La rougeole fait un retour inquiétant aux États-Unis depuis 2025
Depuis 2025, les États-Unis font face à une résurgence alarmante de la rougeole. L'épidémie a pris une telle ampleur que le pays risque désormais de perdre son précieux statut d'exemption de la maladie, un signal incontestable de la gravité de la situation sanitaire.
Une propagation rapide et inquiétante
Un an plus tôt, une petite ville du Texas signalait le premier cluster du pays. "On a le sentiment que cela va devenir de plus en plus courant", avait déclaré à l'époque un expert en maladies infectieuses au New York Times. Le temps lui a malheureusement donné raison.
Au 1er janvier 2026, plus de 2 200 cas de rougeole ont été signalés dans 45 États américains, une première depuis vingt ans.
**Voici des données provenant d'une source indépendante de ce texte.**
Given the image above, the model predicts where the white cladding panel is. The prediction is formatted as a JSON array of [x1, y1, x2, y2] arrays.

La maladie ne montre aucun signe de ralentissement, avec des foyers qui continuent d'apparaître au-delà des frontières texanes.
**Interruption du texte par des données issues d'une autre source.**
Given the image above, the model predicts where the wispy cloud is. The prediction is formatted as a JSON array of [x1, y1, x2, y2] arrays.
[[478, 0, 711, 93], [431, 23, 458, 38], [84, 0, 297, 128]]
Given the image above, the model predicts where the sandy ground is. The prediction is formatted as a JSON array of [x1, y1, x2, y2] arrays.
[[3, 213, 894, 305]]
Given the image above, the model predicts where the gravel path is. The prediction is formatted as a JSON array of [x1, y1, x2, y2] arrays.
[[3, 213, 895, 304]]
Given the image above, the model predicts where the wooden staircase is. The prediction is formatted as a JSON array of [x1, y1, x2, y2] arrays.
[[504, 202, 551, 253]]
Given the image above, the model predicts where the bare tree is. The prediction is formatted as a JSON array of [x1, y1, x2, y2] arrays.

La Caroline du Sud est désormais l'État le plus affecté, avec plus de 800 cas déclarés depuis 2025 selon les chiffres du Centre pour le contrôle et la prévention des maladies (CDC).
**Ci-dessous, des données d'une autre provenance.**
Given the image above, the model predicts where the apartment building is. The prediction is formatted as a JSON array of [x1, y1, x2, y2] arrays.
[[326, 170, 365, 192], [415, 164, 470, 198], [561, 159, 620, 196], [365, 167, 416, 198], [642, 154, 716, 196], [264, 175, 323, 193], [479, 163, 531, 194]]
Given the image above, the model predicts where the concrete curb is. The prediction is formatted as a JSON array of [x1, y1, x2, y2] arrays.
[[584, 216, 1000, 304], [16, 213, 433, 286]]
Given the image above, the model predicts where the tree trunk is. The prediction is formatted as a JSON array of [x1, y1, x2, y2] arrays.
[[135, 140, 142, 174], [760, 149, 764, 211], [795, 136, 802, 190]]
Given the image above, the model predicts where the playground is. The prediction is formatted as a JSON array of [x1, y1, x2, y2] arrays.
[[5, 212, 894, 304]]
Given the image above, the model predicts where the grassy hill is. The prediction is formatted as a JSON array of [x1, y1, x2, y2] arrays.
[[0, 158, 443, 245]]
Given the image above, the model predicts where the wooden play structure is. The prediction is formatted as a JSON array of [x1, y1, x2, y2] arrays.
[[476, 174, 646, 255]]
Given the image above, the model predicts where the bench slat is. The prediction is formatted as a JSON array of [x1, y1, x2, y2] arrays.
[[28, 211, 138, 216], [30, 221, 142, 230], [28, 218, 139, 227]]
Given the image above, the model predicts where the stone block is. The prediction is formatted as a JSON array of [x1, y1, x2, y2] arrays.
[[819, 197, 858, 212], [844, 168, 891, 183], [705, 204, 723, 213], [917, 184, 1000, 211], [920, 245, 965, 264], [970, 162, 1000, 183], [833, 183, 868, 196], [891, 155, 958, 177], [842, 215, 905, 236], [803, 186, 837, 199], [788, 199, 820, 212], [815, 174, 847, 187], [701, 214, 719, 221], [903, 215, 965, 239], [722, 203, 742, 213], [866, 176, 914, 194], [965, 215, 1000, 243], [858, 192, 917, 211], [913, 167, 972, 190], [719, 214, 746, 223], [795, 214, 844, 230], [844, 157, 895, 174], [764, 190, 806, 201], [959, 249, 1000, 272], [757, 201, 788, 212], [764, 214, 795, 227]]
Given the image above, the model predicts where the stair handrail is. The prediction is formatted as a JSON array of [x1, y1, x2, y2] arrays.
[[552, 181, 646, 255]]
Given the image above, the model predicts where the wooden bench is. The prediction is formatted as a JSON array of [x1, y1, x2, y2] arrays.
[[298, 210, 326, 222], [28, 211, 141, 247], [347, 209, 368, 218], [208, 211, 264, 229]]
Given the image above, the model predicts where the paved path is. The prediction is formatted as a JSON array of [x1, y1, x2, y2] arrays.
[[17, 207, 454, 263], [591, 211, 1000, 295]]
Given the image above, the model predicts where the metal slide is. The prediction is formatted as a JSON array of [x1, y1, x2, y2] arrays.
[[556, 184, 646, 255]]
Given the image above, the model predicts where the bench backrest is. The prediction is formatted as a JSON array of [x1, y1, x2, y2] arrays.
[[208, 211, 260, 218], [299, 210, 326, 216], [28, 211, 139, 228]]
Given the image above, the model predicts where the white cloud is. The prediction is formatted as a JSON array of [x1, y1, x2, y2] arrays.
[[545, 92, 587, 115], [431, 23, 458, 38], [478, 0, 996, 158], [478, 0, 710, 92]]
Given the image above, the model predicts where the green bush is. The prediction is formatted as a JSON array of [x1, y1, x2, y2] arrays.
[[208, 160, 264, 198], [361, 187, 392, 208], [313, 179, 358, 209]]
L'appel urgent à la vaccination
Face à cette situation critique, le docteur Mehmet Oz, patron des "Centers for Medicare and Medicaid Services" - l'équivalent de la sécurité sociale américaine - a lancé un appel pressant à la population. "Faites-vous vacciner, s'il vous plaît !" a-t-il plaidé sur le plateau de CNN ce dimanche 8 février, ajoutant : "nous avons une solution à nos problèmes".
Le docteur Oz assure que "il n'y aura jamais d'obstacle à l'accès des Américains au vaccin contre la rougeole", rappelant que cette injection "fait partie du calendrier de base".
Un ministre de la Santé antivax au cœur de la controverse
Pourtant, la situation est compliquée par la présence de Robert Kennedy Jr à la tête du ministère américain de la Santé. Ouvertement antivaccin, l'héritier Kennedy propage depuis des décennies quantité de désinformation sur le sujet.
Il a notamment diffusé la fausse théorie, scientifiquement démentie, selon laquelle le vaccin contre la rougeole, les oreillons et la rubéole (ROR) serait responsable de cas d'autisme. En 2011, le ministre avait fondé Children's Health Defense (Défense de la santé des enfants), un mastodonte de la désinformation responsable de 54 % du contenu publicitaire antivax sur Facebook en 2020.
Malgré l'explosion des cas de rougeole, l'administration républicaine a retiré certaines recommandations du calendrier vaccinal pour les enfants en janvier 2026. Interrogé, le ministère de la Santé s'est dédouané, assurant que la demande venait directement du bureau Ovale.
Des conséquences sanitaires dramatiques
Les experts ne doutent plus que la propagation de la maladie, qui affecte majoritairement les enfants, est en partie causée par la méfiance du public à l'égard des vaccins. Depuis 2025, plus de 150 nourrissons ont dû être hospitalisés, la majorité n'étant pas vaccinée. Deux d'entre eux et un adulte ont été emportés par la maladie, du jamais vu depuis 2015.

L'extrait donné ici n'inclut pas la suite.